今回のバースト!についても、先に新ネットワーク思考を読んでいてよかった。先にバースト!を読んでいたら、つまらなくて新ネットワーク思考は読んでいなかったかもしれない。内容としては新ネットワーク思考のほうが面白い。バースト!は2つのストーリーが1章ごとに交互に進んでいくスタイルで、ひとつのストーリーは通常のバーストに関する説明。もうひとつのストーリーは歴史の物語なのだが、歴史の物語のほうが、正直読んでいてしんどくて、かなり流し読みになった。日本の歴史ものならまだ読めたかもしれないが、あまり前提知識がない国に関する歴史をみるのもしんどい。なのでこの部分に関してはレビューできない。この歴史の部分が、バースト性と絡んでくるということなのだが。

自己組織化臨界という言葉が文中にでてくる。これについては、以下の解説が詳しい。いずれにせよ、自己組織化されたシステムでは、べき乗則が現れてくるということなのだろう。
http://www.geocities.co.jp/HeartLand-Ayame/4533/complex/sunayama.html

どういったときにべき乗則が現れてくるのか?という問いには、結局これをよんでも明確な答えは出なかった。いや、でていたのかもしれないが、少しはなしが冗長すぎた。しかし、ひとつは、これがみそなのだが、優先順位付けを行った瞬間に、実行されるタスクにバースト性が現れてくるという。だから、メールの送信時刻にはバースト性が現れる。これは新ネットワーク思考に書いてあったと思うが、正のフィードバック、成長。この2要素がそろっていればバースト性が現れる。
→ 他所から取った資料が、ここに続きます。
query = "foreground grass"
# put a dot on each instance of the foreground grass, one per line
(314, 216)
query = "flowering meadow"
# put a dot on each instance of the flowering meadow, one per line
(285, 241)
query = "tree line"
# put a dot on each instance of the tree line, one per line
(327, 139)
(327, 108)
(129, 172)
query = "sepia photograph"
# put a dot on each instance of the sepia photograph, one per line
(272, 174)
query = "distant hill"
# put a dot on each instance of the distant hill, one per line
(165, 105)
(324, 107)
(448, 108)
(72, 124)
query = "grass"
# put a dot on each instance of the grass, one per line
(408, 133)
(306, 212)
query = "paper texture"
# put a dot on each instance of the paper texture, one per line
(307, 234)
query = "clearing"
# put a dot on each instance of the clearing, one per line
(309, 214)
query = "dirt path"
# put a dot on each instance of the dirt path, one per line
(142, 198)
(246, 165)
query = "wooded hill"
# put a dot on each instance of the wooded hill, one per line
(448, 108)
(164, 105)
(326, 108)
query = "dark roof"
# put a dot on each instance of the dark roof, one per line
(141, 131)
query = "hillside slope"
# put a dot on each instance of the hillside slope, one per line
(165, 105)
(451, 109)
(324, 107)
優先順位付けはまさに正のフィードバックだし、返すべきメールはどんどん増えるので、これは成長であるだろう。(自分のこの理解であっているのか、ちょっと怪しいが。。)

ここからはレビューというより自分の思考を書き散らしたもの。
例えば、お金のやりとりや麻雀の点数などは、長い時間をかければ誰かの一人勝ちになる。このプロセスの途中ではべき乗則が現れてくるはずだ。もっといえば、べき分布のうち、パレート分布に従うだろう。

人間行動のバースト性が、そのままべき乗則であるのだが、例えばブラック・ショールズ方程式は、その前提をべき乗則においておらず、価格の変化率を正規分布としている。
wikipedia:ブラック–ショールズ方程式

しかしこれは端的にいって、前提が間違っている可能性が高い。実際にはバースト性を持つ分布、パレート分布などの可能性が高いと思われる。

その他、強く思うことは、待ち行列理論でも、例えば、M/M/1モデルなどは、客の到着がポアソン分布に従うことを前提としている。だが、この仮定はおそらく甘いだろう。長い目でみると、客の到着はバースト性をもつはずであるので、やはりパレート分布などを仮定することが必要になる気がする。そうなってくると、ある局面では明らかに窓口の数。つまりリソースが不足することになると思う。

ようするに正規分布は便利すぎた。しかし、世の中には正規分布に従わないものも多い。せめて、ポアソン的かパレート的か。というところまでの調査があるなら、もっと変わったものになるものは多い気がする。